Sprague's lengthy poem, Curiosity, pays homage to that unique human drive for knowledge. "It came from Heaven," an inheritance from the archangels when the planet was created, given directly to Adam. Every generation, in turn, inherits it as well:
'Tis Curiosity—who hath not felt
Its spirit, and before its altar knelt?
In the pleased infant see its power expand,
When first the coral fills his little hand;
Throned in his mother's lap, it dries each tear,
As her sweet legend falls upon his ear;
Next it assails him in his top's strange hum,
Breathes in his whistle, echoes in his drum;
Each gilded toy, that doting love bestows,
He longs to break and every spring expose.
On the same day 17 years later, on August 27, 1846, Rev. James Freeman Clarke gave his own Phi Beta Kappa address at Harvard.

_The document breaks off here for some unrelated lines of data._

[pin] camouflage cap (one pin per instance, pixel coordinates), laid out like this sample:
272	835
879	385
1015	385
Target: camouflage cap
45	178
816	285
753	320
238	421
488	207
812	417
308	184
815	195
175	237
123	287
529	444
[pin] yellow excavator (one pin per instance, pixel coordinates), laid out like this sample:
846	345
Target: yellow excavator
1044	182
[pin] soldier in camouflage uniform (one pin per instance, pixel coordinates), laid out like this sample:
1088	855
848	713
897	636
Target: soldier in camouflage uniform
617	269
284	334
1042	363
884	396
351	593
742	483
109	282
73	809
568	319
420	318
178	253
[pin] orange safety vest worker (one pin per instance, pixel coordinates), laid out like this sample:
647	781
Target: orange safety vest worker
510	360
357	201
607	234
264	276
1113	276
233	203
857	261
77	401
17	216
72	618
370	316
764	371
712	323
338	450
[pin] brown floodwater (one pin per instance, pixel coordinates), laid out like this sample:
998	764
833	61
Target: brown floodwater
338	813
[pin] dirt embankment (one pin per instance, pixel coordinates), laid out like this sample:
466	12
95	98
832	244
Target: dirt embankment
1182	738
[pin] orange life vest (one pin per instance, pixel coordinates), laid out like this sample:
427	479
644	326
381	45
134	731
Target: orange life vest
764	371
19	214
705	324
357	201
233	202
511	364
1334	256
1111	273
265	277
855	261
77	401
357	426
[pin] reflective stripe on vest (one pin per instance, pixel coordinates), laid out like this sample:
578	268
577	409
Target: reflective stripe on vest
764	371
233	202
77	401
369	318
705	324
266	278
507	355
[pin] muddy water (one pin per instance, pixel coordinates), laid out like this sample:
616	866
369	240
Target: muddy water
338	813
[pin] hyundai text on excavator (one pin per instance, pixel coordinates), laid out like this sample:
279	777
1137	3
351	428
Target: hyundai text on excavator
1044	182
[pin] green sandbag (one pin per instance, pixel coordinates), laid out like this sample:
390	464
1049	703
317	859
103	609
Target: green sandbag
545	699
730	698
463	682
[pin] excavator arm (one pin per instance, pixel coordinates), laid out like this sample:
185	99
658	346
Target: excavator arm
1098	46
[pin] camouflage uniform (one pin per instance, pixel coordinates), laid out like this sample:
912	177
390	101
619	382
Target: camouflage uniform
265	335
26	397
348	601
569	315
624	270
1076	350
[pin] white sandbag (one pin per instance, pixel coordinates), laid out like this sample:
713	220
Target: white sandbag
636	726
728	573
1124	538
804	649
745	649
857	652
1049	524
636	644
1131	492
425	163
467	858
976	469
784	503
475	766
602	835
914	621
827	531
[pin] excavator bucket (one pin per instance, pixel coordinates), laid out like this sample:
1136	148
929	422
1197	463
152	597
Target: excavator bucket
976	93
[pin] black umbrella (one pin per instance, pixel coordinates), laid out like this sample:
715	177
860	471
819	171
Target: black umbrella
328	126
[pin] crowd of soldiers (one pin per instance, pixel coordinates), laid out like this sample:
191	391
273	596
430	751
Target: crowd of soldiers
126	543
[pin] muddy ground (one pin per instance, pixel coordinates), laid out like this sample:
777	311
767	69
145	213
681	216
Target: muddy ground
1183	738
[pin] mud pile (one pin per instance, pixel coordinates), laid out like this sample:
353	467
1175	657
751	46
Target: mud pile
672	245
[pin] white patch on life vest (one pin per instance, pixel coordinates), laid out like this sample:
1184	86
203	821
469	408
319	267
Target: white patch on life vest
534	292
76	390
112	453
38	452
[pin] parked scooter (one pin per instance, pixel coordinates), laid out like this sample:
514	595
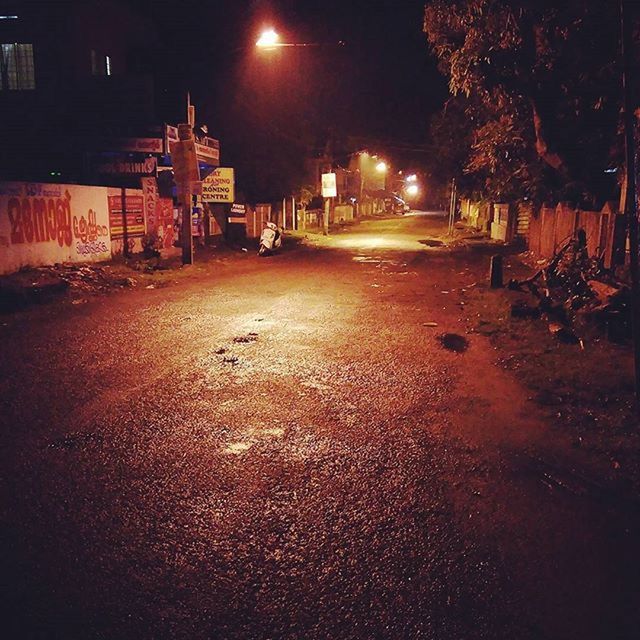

He sets the tone for his own poem (which apparently was not titled) in the first stanza:
No high, heroic song, no lyric lay,
No lover's tale, shall win your ears-today;
A serious purpose claims the earnest Muse—
Our Country, and its Hopes, the theme I choose.
Clarke says that humanity has become "narrow, selfish, blind." Patriotism, he notes, is somewhat treasonous because the true aims of the Founding Fathers have never been met:
They framed our Union on the broadest plan;
The Equality and Brotherhood of man.
Clarke then roundly attacks the concepts of slavery and the hypocrisy of calling the United States a "free" country "except a Slave be fettered at its base!" Clarke's poem may have been too political for Harvard in 1846; he later wrote "most of the papers said [it] was not artistic."